Dreams and determination
Joining in the conversation, the 12-year-old describes the feeling when he was first told he would be part of the film: “ I always wanted to act and would nag my parents but when it happened it came as a huge surprise and I was super excited,” he says adding he realised the value of the opportunity and wanted to do his best. “I used to practice my dialogues in front of the mirror. Not wanting to disappoint my dad drove me to give my best.”
With an impressive crew like Resul Pookutty (sound engineer), Sreekar Prasad (editor), Manoj Pillai (cinematographer) and Tuomas Kantenlinen (music) the film also has Kumbalangi nights-fame Soubin Shahir, Baiju, Anjana, Devu and Tamil actor Narain is its cast.

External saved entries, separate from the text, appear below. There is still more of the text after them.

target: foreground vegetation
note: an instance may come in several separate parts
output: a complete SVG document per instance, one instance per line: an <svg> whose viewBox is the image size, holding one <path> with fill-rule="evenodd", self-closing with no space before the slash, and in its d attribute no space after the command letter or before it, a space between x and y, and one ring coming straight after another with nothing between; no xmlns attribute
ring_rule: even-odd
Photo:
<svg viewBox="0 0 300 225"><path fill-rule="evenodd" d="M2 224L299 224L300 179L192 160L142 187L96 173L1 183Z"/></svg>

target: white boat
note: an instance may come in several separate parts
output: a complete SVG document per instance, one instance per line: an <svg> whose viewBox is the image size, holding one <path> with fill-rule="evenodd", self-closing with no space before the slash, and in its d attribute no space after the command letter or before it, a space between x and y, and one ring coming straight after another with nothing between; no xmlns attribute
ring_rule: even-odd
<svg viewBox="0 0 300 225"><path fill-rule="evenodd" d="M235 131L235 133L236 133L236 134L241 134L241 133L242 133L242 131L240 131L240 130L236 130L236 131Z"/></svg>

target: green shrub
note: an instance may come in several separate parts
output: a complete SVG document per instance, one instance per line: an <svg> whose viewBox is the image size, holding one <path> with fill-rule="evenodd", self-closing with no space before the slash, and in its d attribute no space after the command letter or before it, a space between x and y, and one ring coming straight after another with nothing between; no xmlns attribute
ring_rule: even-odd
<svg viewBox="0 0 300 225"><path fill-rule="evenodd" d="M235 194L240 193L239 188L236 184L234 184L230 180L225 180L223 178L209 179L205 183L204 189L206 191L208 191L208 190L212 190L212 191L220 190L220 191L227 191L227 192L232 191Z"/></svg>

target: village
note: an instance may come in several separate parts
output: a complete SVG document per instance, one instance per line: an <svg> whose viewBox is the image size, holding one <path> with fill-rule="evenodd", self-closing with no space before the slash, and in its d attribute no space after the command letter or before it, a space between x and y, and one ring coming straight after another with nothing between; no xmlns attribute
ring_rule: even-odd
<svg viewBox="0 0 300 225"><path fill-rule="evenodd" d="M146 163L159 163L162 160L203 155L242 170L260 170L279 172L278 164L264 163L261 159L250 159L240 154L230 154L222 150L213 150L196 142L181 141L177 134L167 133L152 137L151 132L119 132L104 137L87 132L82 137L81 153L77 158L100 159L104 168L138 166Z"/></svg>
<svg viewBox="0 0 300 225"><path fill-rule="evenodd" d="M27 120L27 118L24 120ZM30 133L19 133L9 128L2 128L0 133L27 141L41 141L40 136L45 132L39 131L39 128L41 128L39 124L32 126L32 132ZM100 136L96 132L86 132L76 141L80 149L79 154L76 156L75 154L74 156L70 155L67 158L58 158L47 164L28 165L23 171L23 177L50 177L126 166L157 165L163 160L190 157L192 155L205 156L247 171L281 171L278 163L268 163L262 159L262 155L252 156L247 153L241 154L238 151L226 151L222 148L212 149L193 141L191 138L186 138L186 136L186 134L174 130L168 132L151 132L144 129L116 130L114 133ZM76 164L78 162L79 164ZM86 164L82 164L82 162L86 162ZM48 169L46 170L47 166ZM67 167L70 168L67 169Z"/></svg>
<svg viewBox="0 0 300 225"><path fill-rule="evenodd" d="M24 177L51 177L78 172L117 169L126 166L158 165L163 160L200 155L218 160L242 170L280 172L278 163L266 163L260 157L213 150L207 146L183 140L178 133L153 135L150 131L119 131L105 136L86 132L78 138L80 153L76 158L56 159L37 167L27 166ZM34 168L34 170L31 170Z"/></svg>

Sanjeev pulled off a surprise by casting a neighbourhood woman Sarita who had no acting experience, in the role of Paakaran’s mother. “Sidhanshu is quite friendly with Sarita and when I noticed their bonding I felt it will work well for the film. Needless to say, their chemistry was an asset to the film,” says Sanjeev.
Describing the first-day shoot with his son, Sanjeev says he was not happy with the outcome and found his son to be too nervous. “I talked to and explained that Amma had put money into the film and we cannot afford to waste time and he had to perform without getting overwhelmed in the presence of big actors. On day 2, I found a change in him. Every shot was okayed in the first take and the film, meant for a 28-day shoot, got completed in 15 days,” says Sanjeev.
“It was like sitting for a Board exam,” laughs Sidhanshu. “Trying to understand the character and looking at the world from his perspective helped me perform better and kept up the confidence throughout,” says Sidhanshu who’s the third generation Sivan and the first one to be in front of the camera. “My mother is a big inspiration and I like Mammootty uncle… actually in different films I like different actors,” he says. Sidhanshu has now set his goals on becoming an actor.
In 2004, Sanjeev stepped out of his admin role in his family studios to direct Aparichitan with Mammootty. Its success, however, didn’t lure him to the path of commercial cinema. A filmmaking graduate from New York University, he made 30 short films and 85 documentaries, including a few for National Geographic Channel, Discovery Channel and Al Jazeera, which won him international awards. His documentaries Achtung Baby on the Indo-Aryan tribe in the Himalayas, Underground Inferno on fire accidents inside mines and After Life, a poignant film on a parents’ fight for the possession of their deceased son’s semen were some of the remarkable documentaries he made.
With Ozhuki...’s trailer out, the team is waiting for the Kerala Film Festival’s notification to enter its competition, apart from a few international film festivals.